Malignant tumor of the retinal pigment epithelium with extraocular extension in a phthisical eye

Abstract

Background: Malignant tumors of the retinal pigment epithelium (RPE) are exceedingly rare. We describe the histopathologic and immunohistochemical features of a RPE neoplasm that was found accidentally in a blind and painful phthisical eye.

Methods: The enucleated eye was investigated by light microscopy, and tumor tissue was also studied by electron microscopy. Immunohistochemistry was performed using antibodies against HMB-45, S-100 protein, NSE, cytokeratins, vimentin, desmin, GFAP, the HNK-1 carbohydrate epitope and alpha-smooth muscle actin.
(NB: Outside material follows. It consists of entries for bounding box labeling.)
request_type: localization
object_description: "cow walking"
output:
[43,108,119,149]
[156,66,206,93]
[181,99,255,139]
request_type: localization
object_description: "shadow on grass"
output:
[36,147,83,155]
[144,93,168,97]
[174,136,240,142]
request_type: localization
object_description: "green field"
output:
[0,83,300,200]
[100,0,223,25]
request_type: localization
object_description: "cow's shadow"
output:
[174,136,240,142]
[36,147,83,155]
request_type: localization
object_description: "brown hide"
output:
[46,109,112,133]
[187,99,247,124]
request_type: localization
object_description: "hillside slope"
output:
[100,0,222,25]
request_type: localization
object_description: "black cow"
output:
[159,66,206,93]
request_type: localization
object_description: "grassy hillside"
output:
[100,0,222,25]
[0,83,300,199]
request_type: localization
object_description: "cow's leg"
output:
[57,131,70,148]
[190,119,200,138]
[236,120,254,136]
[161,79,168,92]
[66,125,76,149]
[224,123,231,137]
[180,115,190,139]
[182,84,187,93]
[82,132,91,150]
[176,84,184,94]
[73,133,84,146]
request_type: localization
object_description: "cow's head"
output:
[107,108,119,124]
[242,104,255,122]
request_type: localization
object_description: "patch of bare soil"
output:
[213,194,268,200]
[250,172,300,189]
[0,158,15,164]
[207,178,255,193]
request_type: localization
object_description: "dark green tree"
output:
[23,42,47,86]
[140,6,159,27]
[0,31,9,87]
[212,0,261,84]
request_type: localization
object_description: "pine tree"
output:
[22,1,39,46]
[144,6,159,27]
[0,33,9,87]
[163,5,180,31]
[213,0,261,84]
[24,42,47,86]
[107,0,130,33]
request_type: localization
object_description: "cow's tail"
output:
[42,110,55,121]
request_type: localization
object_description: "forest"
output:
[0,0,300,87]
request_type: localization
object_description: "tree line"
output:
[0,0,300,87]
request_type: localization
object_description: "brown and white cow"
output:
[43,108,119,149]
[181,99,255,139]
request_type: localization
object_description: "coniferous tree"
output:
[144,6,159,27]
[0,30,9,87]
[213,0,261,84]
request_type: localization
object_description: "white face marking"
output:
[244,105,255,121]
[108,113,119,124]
Results: The tumor was located mainly in the vitreous cavity with practically complete destruction of the retina, but foci of choroidal infiltration and extraocular extension along vascular channels were identified. The mitotic rate was high, and large areas of necrosis were present. No features of differentiation were seen, apart from occasional desmosome-like junctions and deposition of basal lamina at the ultrastructural level. Adjacent to the tumor, reactive hyperplasia and metaplasia of RPE cells was prominent. By immunohistochemistry, tumor cells revealed intense immunoreactivity with anti-vimentin and weak staining with anti-S-100 protein. The hyperplastic RPE cells also reacted for cytokeratins 8, 18 and 19 and for alpha-smooth muscle actin. At more than 1 year post enucleation the patient is well and shows no signs of recurrence or metastatic disease.

Conclusion: We present the features of a malignant tumor of the RPE with unequivocal extraocular extension. These findings raise the possibility that RPE hyperplasia may transform into a malignant tumor.